S&M Saves: Inside the Kinkiest Arthouse Film of the Year

'The Duke of Burgundy' turns Seventies sexploitation movies on their heads

Sidse Babett Knudsen and Chiara D'Anna in 'The Duke of Burgundy.'

About halfway through writer-director Peter Strickland's fetish-filled romantic drama The Duke of Burgundy, an elegant, wealthy lady tries to buy her girlfriend a birthday present. Cynthia (played by Borgen's Sidse Babbett Knudsen) invites a craftswoman into her lavish manor to build her younger partner, Evelyn (Chiara D'Anna), a dream gift: a special bed that will make her feel like she's been buried alive. But the job is going to take too long, alas, so the carpenter offers an cheaper, faster alternative. How about a human toilet?

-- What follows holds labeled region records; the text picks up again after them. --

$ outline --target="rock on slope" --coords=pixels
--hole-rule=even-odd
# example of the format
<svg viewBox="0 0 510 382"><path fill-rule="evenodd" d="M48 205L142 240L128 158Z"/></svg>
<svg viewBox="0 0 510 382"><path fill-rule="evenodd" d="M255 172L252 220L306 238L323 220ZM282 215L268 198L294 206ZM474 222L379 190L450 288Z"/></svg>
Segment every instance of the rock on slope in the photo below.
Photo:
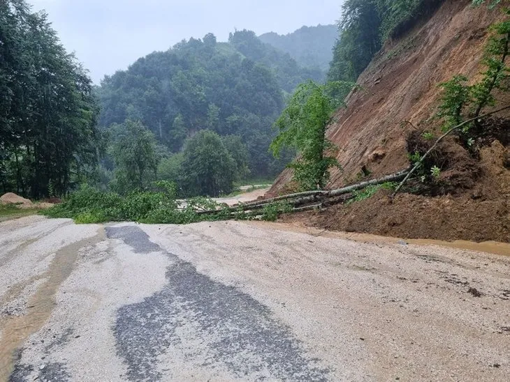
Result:
<svg viewBox="0 0 510 382"><path fill-rule="evenodd" d="M499 17L485 7L473 8L469 0L446 0L428 20L386 44L360 77L362 90L351 95L347 108L337 112L337 122L328 129L343 167L333 172L328 188L355 183L363 166L377 178L409 165L409 133L429 124L431 129L437 127L437 121L427 121L437 111L437 84L456 74L477 77L488 27ZM451 144L456 144L453 139ZM379 194L315 214L314 222L333 229L405 237L510 241L508 153L508 142L493 142L479 161L476 181L453 196L404 194L389 204ZM269 194L286 192L291 177L286 170ZM366 211L360 211L363 206Z"/></svg>

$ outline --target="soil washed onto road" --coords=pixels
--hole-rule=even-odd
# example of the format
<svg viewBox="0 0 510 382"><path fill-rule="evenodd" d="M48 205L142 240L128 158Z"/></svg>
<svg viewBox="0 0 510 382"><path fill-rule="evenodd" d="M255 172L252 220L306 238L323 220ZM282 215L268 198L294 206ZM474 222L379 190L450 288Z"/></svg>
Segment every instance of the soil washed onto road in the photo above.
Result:
<svg viewBox="0 0 510 382"><path fill-rule="evenodd" d="M274 224L29 217L0 223L0 381L510 373L504 256Z"/></svg>

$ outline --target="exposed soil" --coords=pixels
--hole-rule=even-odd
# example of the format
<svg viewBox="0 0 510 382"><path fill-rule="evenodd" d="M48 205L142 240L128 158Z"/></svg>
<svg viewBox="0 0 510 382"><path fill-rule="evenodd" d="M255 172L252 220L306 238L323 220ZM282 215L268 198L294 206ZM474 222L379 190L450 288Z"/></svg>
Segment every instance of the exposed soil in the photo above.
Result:
<svg viewBox="0 0 510 382"><path fill-rule="evenodd" d="M426 151L434 140L422 139L423 132L440 134L440 121L431 119L441 91L437 84L457 74L479 79L488 27L501 17L473 8L469 0L446 0L430 20L386 43L358 79L362 90L351 93L329 128L342 171L332 172L328 188L404 169L408 152ZM497 107L510 103L508 95L497 96ZM458 137L445 139L425 165L442 168L437 180L430 169L423 174L426 188L414 181L393 201L379 192L349 206L284 220L403 238L509 242L509 120L507 110L482 123L469 147ZM284 171L267 196L288 192L291 176Z"/></svg>
<svg viewBox="0 0 510 382"><path fill-rule="evenodd" d="M3 194L1 197L0 197L0 203L3 204L22 204L24 206L30 206L33 205L31 201L13 192L8 192L7 194Z"/></svg>
<svg viewBox="0 0 510 382"><path fill-rule="evenodd" d="M442 174L439 183L444 181L445 187L458 182L455 194L431 197L402 192L392 200L389 191L381 190L362 201L288 215L283 220L304 221L333 231L406 238L510 243L510 170L505 167L508 153L499 141L482 148L476 162L476 182L469 171L462 169Z"/></svg>

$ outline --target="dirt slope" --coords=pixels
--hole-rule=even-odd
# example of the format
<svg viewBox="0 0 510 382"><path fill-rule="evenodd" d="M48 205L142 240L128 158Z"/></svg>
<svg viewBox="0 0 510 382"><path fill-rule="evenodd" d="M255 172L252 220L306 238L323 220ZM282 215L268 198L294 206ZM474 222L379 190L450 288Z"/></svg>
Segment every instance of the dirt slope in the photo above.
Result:
<svg viewBox="0 0 510 382"><path fill-rule="evenodd" d="M356 183L363 166L370 171L370 178L406 168L409 165L406 138L409 132L425 125L437 128L438 122L427 121L437 111L440 91L437 84L460 73L476 79L482 69L480 61L488 37L488 26L501 16L498 12L473 8L470 4L469 0L446 0L429 20L422 20L398 40L386 43L361 75L358 84L362 90L351 94L347 108L338 112L336 123L329 128L328 137L340 148L337 159L343 167L343 171L333 172L329 188ZM500 106L510 100L500 101ZM502 116L509 117L510 114ZM455 142L451 140L451 144L455 149ZM324 213L316 224L335 229L405 237L508 241L510 177L505 164L509 148L504 146L507 142L504 142L502 148L497 142L494 144L494 150L499 153L493 156L486 153L485 162L479 161L477 178L469 190L436 198L401 196L390 211L388 203L369 200L360 202L371 206L365 206L365 211L360 211L359 206L351 206L347 212L340 211L342 207L339 207L339 211ZM282 173L268 195L285 192L291 176L289 170ZM499 185L497 190L492 189L496 185ZM442 207L445 198L450 198L452 208ZM488 208L479 206L481 202ZM416 204L419 207L414 206ZM422 208L424 204L431 206L428 211ZM466 208L469 214L479 216L476 220L483 228L481 233L472 234L473 227L464 221ZM479 211L486 210L491 212L479 215ZM491 217L495 211L499 216L495 220ZM395 220L393 218L399 214L419 220L418 216L428 213L430 220L442 219L453 229L445 232L444 227L429 227L430 222L417 229L409 226L407 218L397 219L398 223L401 222L388 229L388 221ZM347 219L346 214L351 219Z"/></svg>

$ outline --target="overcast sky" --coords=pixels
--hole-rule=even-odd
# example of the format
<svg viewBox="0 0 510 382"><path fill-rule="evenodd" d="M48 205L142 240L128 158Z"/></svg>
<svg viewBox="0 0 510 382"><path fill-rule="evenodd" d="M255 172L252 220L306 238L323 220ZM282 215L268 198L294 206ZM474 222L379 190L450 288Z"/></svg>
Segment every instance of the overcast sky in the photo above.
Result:
<svg viewBox="0 0 510 382"><path fill-rule="evenodd" d="M303 25L332 24L342 0L28 0L45 9L68 51L99 84L138 58L183 38L251 29L287 33Z"/></svg>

It's moments like that — at once funny, bizarre, and oddly bittersweet—that's made Strickland's homage to Seventies Euro-sexploitation flicks one of the most talked-about films on the festival circuit. (It opens in select theaters and VOD on January 23rd.) The encounters may fall on the outer edge of kink — role-playing, water sports, enough master/servant games to make E.L. James blush — but the story of a couple trying to reignite the dying embers of their relationship couldn't be more universal. It's a movie that finally answers the burning questions you've always had regarding S&M-spiced softcore movies: Where do these folks buy their bondage gear? What if one of them has a backache? And if your lover is in the mood for a golden shower, exactly how much water do you have to drink?

"What's interesting about sadomasochism is that it's so theatrical," Strickland says. "I tried to find some humor there, but not because I'm laughing at the characters. It's more like chuckling at the practicalities of these kinds of things." His star D'Anna agrees, saying that even though Duke is set in a strange world of sexual experimentation, it's really about how people have a hard time getting on the same page in the bedroom."I don't think this film and this relationship is [necessarily] about S&M," the actress says. "It's about a couple's ability to meet each other's needs."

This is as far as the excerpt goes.